What Frieze says about London

October 21 2013

Image of What Frieze says about London

Picture: Guardian

Interesting piece in The Guardian by Nick Cohen on why Frieze is a perfect reflection of London's unsettling excesses at the moment:

If you doubt that London is the capital city of the global oligarchy, look around. When Russian, Kazakh or American billionaires buy mansions, the government ensures they pay minimal property and foreign earnings taxes. As a consequence, foreign buyers are taking half the houses costing £1m or more in central London. A vast service industry tends to their needs. I could point you to the luxury shops and private schools, but consider this statistic from the law courts instead. Corporate lawyers are so dependent on oligarchical wealth to keep their incomes high, foreigners now make up almost two-thirds of litigants in the commercial court.

Nothing can stop the infatuation. When George Osborne arrived in China, he assured his hosts that if its wealthy wanted to buy companies, power stations, homes, or anything else their hearts desired, he would welcome them to Britain, his party's anti-immigration platform notwithstanding.

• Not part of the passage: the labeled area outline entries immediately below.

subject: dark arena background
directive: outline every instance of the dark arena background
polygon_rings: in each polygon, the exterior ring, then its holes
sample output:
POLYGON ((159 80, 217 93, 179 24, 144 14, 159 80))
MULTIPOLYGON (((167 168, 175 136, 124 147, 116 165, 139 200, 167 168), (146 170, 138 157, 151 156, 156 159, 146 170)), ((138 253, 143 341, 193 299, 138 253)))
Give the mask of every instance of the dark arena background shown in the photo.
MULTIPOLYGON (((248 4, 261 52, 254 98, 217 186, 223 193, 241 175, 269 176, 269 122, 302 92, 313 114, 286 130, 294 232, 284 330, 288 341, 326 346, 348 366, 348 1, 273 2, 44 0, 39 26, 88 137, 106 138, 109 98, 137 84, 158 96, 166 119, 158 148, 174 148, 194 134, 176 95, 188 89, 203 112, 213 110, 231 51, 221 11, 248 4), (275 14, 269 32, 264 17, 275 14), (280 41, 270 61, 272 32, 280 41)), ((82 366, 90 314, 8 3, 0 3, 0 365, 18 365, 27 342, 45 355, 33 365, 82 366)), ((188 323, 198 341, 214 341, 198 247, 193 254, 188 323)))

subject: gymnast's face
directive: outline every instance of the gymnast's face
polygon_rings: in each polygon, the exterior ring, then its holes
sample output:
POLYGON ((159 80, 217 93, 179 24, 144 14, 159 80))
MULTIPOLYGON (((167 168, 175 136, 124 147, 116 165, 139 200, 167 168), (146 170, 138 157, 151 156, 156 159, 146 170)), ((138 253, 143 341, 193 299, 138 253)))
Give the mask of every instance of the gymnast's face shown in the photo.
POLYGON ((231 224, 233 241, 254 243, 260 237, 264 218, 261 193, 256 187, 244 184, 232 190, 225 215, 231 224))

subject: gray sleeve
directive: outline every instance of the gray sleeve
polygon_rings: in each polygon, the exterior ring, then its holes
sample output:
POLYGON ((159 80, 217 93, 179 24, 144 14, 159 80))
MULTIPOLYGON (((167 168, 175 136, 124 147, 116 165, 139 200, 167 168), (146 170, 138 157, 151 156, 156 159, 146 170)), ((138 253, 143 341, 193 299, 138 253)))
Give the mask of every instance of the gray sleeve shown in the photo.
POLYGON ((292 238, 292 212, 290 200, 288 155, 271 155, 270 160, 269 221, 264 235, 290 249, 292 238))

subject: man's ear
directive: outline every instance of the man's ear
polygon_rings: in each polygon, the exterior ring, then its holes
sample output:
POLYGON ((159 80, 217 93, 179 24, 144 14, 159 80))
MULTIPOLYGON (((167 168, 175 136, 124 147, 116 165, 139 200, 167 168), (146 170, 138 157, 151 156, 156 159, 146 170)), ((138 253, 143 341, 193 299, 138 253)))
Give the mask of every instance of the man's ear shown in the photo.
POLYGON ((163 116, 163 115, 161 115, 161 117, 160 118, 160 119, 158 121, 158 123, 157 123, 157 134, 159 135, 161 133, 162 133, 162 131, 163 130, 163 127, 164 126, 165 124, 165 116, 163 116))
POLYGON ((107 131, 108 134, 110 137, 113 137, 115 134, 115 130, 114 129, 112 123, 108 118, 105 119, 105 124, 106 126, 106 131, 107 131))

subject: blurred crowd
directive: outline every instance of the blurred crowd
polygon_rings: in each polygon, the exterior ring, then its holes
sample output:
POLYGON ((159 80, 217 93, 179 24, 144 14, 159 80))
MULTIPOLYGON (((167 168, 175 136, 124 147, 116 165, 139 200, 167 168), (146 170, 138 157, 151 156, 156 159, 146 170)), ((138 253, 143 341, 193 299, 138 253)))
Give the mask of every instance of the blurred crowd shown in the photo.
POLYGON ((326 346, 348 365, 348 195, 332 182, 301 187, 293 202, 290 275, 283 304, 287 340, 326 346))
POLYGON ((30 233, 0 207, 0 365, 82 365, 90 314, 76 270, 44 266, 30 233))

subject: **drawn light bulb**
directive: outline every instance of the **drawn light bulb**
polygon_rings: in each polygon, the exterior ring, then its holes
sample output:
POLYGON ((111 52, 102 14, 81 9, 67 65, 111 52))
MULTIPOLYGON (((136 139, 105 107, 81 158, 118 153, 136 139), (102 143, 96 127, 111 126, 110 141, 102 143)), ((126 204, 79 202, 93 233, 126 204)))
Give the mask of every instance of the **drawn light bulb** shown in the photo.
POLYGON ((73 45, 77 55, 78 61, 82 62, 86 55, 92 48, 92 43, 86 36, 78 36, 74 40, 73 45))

We have a government, tax regime, property market, legal system and immigration policy designed to meet the needs of the plutocracy. And art for oligarchs too. Specifically, we have a giant, cartoonish cat in a garish sock by Jeff Koons hanging above the dealers at the Frieze art fair in Regent's Park.

"How much is it?" I asked an assistant.

"We don't give out prices," she replied, with a look that said: "If you have to ask, you can't afford it."

As an art dealer working in Mayfair, I obviously rely somewhat on the London's enormous influx of overseas money. But the flipside is that the city where I grew up has become too expensive to actually live in.